Reasoning Model

Also known as: thinking model, reasoning-tuned LLM, test-time compute

TL;DR

A reasoning model is an LLM trained to spend test-time compute on internal chain-of-thought before answering. The post-o1 paradigm: pretraining + SFT + RL on verifier-checkable problems, with hidden 'thinking' tokens as the substrate.

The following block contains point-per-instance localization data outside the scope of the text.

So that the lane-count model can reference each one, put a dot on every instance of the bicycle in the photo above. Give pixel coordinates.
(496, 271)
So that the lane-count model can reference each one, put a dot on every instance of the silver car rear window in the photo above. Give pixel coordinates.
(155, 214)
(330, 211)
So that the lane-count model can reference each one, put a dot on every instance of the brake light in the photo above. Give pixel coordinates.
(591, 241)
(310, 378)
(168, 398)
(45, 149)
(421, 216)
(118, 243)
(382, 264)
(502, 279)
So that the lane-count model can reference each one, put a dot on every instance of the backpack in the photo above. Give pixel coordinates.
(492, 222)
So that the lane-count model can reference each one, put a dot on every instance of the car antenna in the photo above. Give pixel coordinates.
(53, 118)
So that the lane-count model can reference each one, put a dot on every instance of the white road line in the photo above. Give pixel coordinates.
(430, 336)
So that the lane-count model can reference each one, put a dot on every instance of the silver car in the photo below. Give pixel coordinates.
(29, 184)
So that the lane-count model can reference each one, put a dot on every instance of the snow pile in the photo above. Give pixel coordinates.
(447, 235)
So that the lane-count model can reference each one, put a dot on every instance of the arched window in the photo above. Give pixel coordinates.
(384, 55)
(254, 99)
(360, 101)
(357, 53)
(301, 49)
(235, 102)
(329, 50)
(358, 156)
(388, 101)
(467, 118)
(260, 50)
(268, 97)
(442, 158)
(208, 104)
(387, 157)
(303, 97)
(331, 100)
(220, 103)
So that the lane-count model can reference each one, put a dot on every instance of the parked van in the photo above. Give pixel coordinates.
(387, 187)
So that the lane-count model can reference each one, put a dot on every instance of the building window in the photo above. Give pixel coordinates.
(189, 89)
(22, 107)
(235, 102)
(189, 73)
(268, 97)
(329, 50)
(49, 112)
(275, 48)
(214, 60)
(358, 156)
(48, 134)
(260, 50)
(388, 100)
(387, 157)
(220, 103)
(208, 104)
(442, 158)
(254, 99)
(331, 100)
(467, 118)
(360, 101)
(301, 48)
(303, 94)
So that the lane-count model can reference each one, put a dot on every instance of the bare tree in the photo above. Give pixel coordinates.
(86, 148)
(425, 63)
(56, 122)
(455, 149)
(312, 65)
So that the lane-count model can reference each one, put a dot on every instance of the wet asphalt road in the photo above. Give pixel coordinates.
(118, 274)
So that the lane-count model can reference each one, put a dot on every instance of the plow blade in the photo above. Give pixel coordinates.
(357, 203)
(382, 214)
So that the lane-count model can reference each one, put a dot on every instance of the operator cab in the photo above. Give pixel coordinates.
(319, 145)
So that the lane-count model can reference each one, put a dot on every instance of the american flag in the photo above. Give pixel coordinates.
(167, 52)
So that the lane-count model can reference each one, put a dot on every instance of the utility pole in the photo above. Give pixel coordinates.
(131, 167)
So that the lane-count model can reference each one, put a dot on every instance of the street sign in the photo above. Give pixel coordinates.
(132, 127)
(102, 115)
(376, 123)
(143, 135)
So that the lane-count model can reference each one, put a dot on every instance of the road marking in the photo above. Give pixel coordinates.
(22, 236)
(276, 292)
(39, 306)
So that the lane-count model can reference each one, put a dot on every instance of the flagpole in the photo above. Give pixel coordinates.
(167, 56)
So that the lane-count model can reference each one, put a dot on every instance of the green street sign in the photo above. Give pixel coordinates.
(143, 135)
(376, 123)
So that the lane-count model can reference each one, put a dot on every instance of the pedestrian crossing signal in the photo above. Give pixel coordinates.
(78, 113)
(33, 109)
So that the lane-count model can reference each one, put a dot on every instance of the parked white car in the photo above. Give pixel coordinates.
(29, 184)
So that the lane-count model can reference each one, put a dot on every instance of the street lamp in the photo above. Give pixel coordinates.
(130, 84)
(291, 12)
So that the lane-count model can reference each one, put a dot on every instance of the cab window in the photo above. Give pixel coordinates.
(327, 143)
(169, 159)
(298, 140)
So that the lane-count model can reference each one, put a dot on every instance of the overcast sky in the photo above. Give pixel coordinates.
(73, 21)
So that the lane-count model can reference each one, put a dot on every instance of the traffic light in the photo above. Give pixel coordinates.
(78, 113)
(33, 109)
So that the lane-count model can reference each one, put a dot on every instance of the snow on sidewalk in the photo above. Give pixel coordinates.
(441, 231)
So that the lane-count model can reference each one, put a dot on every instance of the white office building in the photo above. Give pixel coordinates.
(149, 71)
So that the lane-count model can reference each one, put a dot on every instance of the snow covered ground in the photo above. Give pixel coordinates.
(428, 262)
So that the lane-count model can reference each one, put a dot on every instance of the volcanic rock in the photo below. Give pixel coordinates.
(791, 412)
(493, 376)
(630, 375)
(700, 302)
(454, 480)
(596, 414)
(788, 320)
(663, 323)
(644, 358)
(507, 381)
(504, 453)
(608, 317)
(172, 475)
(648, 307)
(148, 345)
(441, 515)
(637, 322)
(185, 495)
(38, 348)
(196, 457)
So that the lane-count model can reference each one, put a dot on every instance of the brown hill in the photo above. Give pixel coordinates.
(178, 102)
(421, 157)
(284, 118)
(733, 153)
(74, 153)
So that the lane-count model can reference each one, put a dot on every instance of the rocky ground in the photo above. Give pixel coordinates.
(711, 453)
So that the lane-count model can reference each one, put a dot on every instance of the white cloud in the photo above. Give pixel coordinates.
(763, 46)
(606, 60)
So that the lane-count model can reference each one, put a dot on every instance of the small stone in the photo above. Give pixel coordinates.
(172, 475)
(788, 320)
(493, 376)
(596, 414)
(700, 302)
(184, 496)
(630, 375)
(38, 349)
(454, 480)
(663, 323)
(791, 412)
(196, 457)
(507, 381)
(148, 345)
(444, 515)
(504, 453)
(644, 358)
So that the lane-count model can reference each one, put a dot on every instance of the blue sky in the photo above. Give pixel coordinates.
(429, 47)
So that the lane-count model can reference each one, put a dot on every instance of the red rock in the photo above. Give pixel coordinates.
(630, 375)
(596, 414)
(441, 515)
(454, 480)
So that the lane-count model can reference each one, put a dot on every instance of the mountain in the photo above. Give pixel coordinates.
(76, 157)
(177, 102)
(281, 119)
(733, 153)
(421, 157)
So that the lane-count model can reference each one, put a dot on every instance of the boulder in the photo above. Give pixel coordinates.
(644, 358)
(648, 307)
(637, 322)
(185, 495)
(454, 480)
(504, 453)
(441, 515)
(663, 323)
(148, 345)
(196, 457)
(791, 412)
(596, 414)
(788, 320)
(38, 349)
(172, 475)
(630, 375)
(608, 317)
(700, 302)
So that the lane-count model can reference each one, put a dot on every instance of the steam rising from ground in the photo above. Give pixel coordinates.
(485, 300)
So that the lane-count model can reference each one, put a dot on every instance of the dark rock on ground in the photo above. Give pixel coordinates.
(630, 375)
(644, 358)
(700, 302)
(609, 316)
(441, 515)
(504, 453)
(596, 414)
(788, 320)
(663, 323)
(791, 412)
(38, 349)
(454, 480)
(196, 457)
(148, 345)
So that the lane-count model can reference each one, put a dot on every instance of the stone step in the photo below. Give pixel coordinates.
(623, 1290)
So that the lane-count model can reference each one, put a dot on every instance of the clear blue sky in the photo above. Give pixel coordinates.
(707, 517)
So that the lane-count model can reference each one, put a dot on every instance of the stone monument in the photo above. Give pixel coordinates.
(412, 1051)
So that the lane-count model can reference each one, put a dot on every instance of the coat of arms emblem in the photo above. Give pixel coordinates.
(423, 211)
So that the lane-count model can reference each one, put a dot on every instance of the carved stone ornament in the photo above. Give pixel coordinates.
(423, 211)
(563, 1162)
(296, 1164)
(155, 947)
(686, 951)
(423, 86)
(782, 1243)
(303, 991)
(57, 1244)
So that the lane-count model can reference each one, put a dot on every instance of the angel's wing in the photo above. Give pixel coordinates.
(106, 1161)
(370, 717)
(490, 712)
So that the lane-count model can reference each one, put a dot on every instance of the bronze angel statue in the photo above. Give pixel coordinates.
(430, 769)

A reasoning model is an LLM trained to spend test-time compute on internal reasoning before producing its final answer. The pattern was popularized by OpenAI’s o1 (September 2024), and within a year the same shape appeared across the field: o3, DeepSeek-R1, Gemini 2.0 Thinking, Claude’s extended-thinking mode. By 2025, reasoning models are the frontier; non-reasoning models are the cost-tier.

The three ingredients

What makes a reasoning model

Chain-of-thought as the substrate. The model’s internal reasoning is just more next-token prediction — a long, often hidden, scratchpad of intermediate work before the final answer. Mechanically: autoregressive generation, same as any LLM.
RL on verifier-checkable problems. Math, competitive programming, formal proofs, structured logic. The reward is outcome correctness against an automatic verifier (a unit-test runner, a math evaluator, a theorem prover) — not against a noisy human-preference reward model.
The unlock: verification is easier than generation. For these domains, checking whether an answer is correct is dramatically cheaper than producing the answer. That asymmetry means you can manufacture vast quantities of RL signal almost for free — generate-and-check is essentially unlimited training data.

Verification-easier-than-generation is the regime that makes long-chain reasoning trainable. The same recipe doesn’t transfer to essay writing or design critique because the verifier doesn’t exist; that’s why current reasoning models excel at math and code, and not at open-ended creative work.

The “thinking” architecture

Reasoning models internalize chain-of-thought as default behavior. The user prompts a question; the model emits thousands of tokens of internal deliberation (often inside <thinking> tags or an out-of-band stream); finally it emits the answer. The chain is typically hidden — you see the answer plus, sometimes, a summary.

The key training detail: the model was RL’d to use the scratchpad even when not asked. CoT prompting on a non-reasoning model relies on the user remembering to add “let’s think step by step”; a reasoning model produces the chain unconditionally, because the policy learned during RL that long chains earn higher reward on its training distribution.

Why this is a paradigm shift

The 2022-2024 recipe:

pretraining SFT RLHF (or DPO )

The 2025+ recipe:

pretraining SFT RL on verifiable rewards (often with PRMs or outcome rewards)

The first stage stayed the same. The second stage stayed the same. The alignment stage changed substrates — from “what humans prefer” to “what a verifier accepts.” That swap is the single biggest post-training change since RLHF itself.

What reasoning models are good at — and not

The pattern is sharp, and it follows directly from the verifier-availability story:

Strong: competition math, competitive programming, multi-step physics and chemistry, formal logic, anything where there’s a checkable answer. o3 and R1 hit superhuman levels on AIME, USAMO, and Codeforces benchmarks.
Mixed: open-ended technical reasoning (system design, debugging) where the verifier is fuzzy. Reasoning models help but the gap to non-reasoning models is smaller.
Weak / no improvement: creative writing, calibration-sensitive judgment, retrieval ranking. CoT often hurts here for the same reason it hurts in non-reasoning models — the model talks itself into confident-wrong answers, and there was no verifier during training to discipline that.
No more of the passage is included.